Eleições municipais costumam ser encaradas como um porto raso da vida democrática. Tudo se passa como se delas não dependesse a questão maior da política, que é a luta pelo poder e, sobretudo, o poder de transformar a sociedade, configurando-se a disputa local como mero entreposto de baldeação para projetos e aspirações superiores. Ressalvadas as exceções, assim se comportam os políticos de um modo geral em relação aos cargos locais. O mesmo se dá com os partidos e seus programas. O conjunto tende a induzir o eleitor a ponto de vista de igual acanhamento. Há, é verdade, razões objetivas que alimentam essa espiral. Muitos desafios da vida cotidiana, sobretudo na etapa de supremacia global das finanças desreguladas, não dispõem de instrumentos de reordenação local.

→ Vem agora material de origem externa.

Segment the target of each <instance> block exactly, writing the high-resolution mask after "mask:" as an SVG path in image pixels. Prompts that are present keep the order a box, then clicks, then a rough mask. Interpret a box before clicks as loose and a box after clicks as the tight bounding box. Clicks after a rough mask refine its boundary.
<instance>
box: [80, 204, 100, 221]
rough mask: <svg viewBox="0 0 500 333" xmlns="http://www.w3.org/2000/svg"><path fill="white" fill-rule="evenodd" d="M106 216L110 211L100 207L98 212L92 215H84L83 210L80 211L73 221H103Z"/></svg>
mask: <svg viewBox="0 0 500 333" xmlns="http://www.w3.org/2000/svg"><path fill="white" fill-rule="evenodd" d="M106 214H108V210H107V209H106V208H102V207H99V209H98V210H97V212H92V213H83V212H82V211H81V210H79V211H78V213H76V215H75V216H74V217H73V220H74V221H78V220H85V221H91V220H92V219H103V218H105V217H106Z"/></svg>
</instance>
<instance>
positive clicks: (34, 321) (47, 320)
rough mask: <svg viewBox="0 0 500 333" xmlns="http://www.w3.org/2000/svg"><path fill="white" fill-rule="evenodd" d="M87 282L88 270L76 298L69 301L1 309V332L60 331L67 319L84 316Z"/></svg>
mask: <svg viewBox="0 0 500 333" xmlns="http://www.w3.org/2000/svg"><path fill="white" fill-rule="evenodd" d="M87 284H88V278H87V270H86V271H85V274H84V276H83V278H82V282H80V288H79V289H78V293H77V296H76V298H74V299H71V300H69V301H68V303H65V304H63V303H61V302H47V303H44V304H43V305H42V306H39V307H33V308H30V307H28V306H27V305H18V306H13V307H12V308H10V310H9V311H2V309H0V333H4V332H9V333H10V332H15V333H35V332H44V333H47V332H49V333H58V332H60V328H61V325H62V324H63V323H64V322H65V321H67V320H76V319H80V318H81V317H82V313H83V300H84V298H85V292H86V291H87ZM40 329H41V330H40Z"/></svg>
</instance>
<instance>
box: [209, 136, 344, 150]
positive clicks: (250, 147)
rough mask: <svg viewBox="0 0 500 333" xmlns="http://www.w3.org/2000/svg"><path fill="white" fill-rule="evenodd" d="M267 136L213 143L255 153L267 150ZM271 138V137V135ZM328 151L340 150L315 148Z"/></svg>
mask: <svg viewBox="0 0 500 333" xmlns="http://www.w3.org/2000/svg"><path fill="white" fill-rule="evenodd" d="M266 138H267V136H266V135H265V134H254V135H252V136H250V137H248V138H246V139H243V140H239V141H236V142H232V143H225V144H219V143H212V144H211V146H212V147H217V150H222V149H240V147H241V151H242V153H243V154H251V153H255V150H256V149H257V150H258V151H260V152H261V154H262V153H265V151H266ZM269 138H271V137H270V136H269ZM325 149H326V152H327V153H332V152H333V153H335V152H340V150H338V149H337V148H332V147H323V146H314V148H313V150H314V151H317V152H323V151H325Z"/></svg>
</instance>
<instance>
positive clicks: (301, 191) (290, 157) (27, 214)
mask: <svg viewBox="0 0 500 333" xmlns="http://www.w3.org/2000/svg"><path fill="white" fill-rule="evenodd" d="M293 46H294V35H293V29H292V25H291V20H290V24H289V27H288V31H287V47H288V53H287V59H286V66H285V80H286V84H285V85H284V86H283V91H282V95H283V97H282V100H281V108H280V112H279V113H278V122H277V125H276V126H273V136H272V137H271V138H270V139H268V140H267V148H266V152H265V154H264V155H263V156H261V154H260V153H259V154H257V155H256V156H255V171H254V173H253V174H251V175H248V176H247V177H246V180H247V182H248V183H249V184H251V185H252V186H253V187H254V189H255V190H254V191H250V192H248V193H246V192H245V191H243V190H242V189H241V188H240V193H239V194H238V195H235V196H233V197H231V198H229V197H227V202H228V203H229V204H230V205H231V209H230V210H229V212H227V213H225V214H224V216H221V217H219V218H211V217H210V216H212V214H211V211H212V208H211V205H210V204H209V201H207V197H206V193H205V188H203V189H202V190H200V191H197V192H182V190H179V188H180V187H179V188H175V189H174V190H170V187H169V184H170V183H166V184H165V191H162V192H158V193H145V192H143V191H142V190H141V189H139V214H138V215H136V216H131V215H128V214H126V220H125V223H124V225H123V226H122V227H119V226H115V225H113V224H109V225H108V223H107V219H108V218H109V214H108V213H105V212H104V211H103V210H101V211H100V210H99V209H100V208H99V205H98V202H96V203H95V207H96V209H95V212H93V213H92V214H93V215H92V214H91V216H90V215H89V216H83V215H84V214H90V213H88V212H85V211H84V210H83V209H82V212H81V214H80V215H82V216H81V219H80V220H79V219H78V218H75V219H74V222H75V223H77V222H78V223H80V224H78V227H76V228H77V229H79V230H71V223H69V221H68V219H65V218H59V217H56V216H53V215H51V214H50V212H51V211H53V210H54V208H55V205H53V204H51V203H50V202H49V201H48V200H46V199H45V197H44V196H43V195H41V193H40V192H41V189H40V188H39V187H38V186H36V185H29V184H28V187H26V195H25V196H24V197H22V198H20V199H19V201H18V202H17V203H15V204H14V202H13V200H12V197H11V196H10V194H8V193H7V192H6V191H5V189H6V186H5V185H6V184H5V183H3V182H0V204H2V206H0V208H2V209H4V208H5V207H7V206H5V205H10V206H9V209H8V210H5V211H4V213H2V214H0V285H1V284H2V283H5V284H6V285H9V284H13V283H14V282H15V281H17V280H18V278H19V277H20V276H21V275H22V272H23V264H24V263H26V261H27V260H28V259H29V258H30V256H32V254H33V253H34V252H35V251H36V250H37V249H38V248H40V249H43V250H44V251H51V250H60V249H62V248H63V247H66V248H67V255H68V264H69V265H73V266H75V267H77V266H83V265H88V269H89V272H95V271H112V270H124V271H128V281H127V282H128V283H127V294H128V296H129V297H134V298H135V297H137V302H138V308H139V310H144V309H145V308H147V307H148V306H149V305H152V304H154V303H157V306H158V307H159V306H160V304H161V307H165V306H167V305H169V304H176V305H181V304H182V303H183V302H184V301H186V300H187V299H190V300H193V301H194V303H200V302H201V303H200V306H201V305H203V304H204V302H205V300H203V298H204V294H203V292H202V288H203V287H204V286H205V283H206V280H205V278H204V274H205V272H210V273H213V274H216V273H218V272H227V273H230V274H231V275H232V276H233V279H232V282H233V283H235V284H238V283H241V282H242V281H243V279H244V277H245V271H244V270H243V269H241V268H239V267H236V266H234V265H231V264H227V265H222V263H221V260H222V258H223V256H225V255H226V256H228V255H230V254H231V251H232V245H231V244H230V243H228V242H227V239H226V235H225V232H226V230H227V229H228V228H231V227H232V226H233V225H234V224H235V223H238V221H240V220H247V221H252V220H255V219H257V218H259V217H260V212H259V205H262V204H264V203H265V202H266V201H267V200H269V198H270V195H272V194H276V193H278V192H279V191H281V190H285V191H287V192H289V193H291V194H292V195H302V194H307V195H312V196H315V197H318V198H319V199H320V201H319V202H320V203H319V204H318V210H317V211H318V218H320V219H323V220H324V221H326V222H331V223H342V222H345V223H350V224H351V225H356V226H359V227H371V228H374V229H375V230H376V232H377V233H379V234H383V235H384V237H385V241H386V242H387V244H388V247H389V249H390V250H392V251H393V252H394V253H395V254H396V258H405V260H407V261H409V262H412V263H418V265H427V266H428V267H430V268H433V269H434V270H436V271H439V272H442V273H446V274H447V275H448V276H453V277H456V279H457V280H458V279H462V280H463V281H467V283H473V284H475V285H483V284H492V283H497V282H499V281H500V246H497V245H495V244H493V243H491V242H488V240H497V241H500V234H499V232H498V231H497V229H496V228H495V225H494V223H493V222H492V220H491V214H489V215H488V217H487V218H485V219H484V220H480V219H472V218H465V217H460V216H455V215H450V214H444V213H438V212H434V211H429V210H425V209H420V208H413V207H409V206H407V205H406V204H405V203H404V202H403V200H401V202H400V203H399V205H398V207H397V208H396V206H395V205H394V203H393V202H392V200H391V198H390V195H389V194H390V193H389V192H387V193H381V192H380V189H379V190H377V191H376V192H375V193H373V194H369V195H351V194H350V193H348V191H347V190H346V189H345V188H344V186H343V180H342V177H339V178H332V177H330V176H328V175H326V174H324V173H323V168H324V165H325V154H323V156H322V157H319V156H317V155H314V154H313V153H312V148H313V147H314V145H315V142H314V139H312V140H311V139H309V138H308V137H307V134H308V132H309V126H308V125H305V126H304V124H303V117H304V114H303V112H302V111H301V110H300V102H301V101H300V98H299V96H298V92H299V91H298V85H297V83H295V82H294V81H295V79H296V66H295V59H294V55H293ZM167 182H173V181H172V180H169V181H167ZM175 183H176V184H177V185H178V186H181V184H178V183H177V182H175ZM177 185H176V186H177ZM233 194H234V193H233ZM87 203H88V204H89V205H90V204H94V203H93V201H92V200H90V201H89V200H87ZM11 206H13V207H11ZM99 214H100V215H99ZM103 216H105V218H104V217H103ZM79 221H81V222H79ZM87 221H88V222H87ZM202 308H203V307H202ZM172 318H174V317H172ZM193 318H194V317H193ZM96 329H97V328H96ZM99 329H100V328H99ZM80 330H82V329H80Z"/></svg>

Emprego e desemprego, por exemplo, obedecem a dinâmicas que extravasam, cada vez mais, o perímetro municipal.
Se isso é um fato, que desautoriza a ingênua postura do ‘municipalismo’, essa versão samba canção do modernoso equívoco que postula mudar o mundo sem tomar o poder, há que se questionar, em contrapartida, a indigência da vontade política, inclusive dos partidos de esquerda, de alterar o círculo de ferro que reproduz a dissociação entre a vida cotidiana e o poder que a determina .

Mais que nunca, a cidadania sofre e respira os ares do mundo, mas as pessoas, como dizia o geógrafo Milton Santos, vivem em seus lugares. Sintonizar a agenda dos lugares com as aspirações legítimas de seus moradores é um desafio que já não pode mais ser descartado com o velho remendo do discurso protelatório dos requisitos globais.

Nos anos 80, em Porto Alegre, a criatividade política da esquerda desbravou uma nova fronteira da democracia ao criar o Orçamento Participativo, que justamente atacou o poder difuso dos mercados de determinar a vida cotidiana dos cidadãos. Pouco se avançou desde entã. Muito pouco.

Administrações de direita nada mais fazem do que reiterar o caminho inverso, rifando prefeituras e orçamentos na quermesse da lógica mercadista. Como explicar que uma capital como São Paulo, por exemplo, prepare-se para mais um verão de horror, a olhar para o céu entre resignada e pânica cada vez que ameaça chover? Como aceitar que o trânsito devastador e a ocupação imobiliária predatória e desconexa continuem a ser determinados pelos interesses especulativos e não pelo critério da qualidade de vida dos moradores?

Isso para não argüir o atual comodato tucano-kassabista sobre a sua incapacidade até para proceder à manutenção do que já existe –pontes e viadutos, por exemplo, que literalmente despencam de podres, embora tenham sido aprovados pela máquina pericial do alcaide. São sintomas inequívocos da anêmica fatia do poder –e do orçamento– que as autoridades locais tem se mostrado dispostas a subtrair dos mercados e das elites para ceder à cidadania e a sua urgências.

A restituição ou instituição de uma quota pertinente de poder direto aos cidadãos é o requisito a partir do qual todos as demais agendas tornam-se manejáveis. Sem isso, de fato, caminha-se para reduzir administraçoes municipais a uma simulacro de democracia, ocupadas por gerências burocráticas apartadas da vida dos cidadãos. Com a palavra, os prefeituráveis de 2012.